SINGAPORE, ONE DAY EXPERIENCE








Yollar boyu yürüdükten sonra aylardır hasretini çektiğimiz sinemaya gitme istediğimizi burada tatmin etmeye karar vermiştik. Koşar adımlarla gediğimiz alışveriş merkezinin üst katına çıktık. Hemen 3D “Alice In Wonderland” filmini sorduk ama çoktan yayından kalmıştı. Bu durumda el mahkumu yine 3D “Trainin the Dragons” adlı fantastik çizgi filme girmeye karar verdik. Saat ise henüz çok erkendi, yani Burger King yenmezdi de başka ne yapılırdı. En büyük seçim hamburgerimi sanki İstanbul’da Kanyon’daymışımcasına yedim bitirdim. Vanessa ise McDonald’s yemeyi tercih etti. İkimiz de çocuklar gibi mutluyduk. Tek sıkıntımız bu çılgın klimalardı. Bir şehir bu kadar sıcak ve nemliyken, bir alışveriş merkezi, bir sinema bu kadar soğuk ve kuru nasıl olabilirdi. Parmak uçlarımın önce morarıp sonra da donma kıvamına ulaştığını söylesem inanın abartmış olmam.


Film bittiğinde henüz günün ortasına gelmiştik. Yine kendimizi sokaklara attık ve yollar boyu yürümeye başladık. Evet şimdi sıra ülkenin kutsal hayvanı olan Balık ve Aslan karışımı heykeli ziyaret etmeye gelmişti. Ama o da neydi? Yağmur başlamıştı. Güneşten korunmak için kullandıkları şemsiyelerini şimdi de yağmurdan korunmak için kullanıyorlardı. Ne kadar da pratik olduklarını düşünmeden edemedim doğrusu… Birkaç fotoğraf çekip, hafifçe ıslandıktan hemen sonra China Town’a yürümeye karar verdik.

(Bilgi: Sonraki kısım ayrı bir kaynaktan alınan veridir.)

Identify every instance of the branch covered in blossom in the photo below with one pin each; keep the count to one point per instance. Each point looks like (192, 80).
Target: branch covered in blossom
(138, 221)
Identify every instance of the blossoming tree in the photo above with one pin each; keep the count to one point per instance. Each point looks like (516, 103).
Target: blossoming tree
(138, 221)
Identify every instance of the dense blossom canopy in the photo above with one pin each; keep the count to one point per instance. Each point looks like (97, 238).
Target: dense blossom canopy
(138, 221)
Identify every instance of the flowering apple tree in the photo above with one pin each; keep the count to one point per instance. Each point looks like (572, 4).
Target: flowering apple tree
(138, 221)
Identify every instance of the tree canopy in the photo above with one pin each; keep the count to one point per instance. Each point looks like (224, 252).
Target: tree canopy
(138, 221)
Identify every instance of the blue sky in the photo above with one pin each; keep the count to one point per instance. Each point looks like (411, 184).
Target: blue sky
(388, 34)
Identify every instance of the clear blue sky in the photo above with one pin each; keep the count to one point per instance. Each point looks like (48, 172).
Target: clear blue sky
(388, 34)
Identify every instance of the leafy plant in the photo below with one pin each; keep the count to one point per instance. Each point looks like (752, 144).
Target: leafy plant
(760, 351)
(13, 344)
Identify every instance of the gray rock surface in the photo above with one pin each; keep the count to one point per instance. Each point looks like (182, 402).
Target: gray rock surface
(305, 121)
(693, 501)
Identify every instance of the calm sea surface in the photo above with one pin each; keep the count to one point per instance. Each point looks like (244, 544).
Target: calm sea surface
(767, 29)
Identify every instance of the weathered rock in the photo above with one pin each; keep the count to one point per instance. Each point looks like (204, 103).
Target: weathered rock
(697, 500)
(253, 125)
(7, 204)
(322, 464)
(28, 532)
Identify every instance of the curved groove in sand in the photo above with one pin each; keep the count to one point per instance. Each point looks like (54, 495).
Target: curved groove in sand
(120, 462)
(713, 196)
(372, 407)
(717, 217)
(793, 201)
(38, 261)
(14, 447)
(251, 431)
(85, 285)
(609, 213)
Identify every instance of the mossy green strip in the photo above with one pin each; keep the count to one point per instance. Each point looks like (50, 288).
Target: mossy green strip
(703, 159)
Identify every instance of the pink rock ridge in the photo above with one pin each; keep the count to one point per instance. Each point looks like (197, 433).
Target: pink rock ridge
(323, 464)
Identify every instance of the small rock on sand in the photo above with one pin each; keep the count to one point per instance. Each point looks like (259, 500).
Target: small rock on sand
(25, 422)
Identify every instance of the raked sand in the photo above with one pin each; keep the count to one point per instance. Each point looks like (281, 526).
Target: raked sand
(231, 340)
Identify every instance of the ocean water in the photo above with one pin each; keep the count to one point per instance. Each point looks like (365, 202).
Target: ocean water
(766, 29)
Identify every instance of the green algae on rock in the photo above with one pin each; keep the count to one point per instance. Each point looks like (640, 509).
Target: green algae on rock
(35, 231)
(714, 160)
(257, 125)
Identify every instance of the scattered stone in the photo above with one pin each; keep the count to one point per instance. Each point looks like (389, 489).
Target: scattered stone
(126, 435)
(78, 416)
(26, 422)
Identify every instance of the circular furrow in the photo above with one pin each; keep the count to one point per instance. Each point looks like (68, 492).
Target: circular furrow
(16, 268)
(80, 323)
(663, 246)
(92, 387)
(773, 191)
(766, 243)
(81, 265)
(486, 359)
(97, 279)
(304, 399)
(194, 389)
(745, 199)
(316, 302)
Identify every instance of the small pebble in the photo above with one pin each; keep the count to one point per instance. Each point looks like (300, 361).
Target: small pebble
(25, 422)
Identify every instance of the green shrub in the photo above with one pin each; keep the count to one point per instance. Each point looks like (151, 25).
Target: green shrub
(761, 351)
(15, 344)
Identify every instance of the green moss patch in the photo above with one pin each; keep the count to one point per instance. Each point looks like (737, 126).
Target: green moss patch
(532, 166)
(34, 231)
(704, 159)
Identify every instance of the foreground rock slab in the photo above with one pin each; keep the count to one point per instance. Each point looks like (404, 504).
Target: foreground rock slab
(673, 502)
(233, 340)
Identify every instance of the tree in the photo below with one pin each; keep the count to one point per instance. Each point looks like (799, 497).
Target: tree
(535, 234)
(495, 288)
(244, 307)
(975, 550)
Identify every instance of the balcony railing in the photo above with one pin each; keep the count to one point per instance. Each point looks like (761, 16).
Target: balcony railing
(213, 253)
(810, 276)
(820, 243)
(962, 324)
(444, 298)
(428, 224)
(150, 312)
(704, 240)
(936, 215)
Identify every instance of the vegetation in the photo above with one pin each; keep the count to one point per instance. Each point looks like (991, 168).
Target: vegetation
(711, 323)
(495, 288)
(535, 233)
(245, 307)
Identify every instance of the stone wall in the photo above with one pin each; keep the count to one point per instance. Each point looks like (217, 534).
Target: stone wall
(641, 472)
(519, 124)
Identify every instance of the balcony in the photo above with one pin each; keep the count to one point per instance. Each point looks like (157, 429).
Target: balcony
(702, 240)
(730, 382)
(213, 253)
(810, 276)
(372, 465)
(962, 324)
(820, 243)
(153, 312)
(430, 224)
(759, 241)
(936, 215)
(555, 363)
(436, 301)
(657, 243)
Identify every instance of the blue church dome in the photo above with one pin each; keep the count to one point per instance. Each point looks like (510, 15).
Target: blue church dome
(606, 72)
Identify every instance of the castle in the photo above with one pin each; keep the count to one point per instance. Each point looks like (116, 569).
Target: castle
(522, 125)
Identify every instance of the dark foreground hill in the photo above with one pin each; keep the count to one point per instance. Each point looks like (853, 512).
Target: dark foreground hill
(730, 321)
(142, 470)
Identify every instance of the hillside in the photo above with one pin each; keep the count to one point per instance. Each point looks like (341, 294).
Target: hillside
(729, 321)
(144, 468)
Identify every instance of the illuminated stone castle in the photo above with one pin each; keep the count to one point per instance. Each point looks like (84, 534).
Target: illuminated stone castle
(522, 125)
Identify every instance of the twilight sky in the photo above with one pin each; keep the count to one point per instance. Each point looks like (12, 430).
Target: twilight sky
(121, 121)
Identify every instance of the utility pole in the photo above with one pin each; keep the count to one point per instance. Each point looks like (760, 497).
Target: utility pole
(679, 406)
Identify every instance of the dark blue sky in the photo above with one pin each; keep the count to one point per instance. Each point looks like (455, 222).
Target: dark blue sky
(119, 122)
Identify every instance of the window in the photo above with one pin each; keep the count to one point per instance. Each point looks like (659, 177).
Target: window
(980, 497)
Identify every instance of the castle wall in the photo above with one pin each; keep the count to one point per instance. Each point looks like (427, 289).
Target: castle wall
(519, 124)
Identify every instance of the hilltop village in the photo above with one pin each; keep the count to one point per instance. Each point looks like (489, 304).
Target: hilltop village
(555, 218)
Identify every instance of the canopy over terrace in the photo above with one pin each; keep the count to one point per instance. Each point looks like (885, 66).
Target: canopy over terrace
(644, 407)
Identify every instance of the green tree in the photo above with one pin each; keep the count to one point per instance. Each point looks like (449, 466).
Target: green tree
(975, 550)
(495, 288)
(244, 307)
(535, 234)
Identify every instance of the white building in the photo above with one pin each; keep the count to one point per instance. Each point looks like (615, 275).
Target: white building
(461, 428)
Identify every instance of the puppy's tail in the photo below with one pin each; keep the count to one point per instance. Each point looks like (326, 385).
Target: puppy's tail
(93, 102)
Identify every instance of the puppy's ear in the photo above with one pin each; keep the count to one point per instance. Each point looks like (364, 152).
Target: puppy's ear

Belki de pek iyi bir fikir değildi bu ama, burada yapılması gerekenler listesinin başında yer alıyordu. Bu durumda tabana kuvvet yine yürümeye başladık. Çin mahallesine geldiğimiz de burada fazla bize göre bir şey olmadığını keşfetmemiz çok zamanımızı almadı ve hemen metroya binerek “Orchard Road” a doğru yol aldık.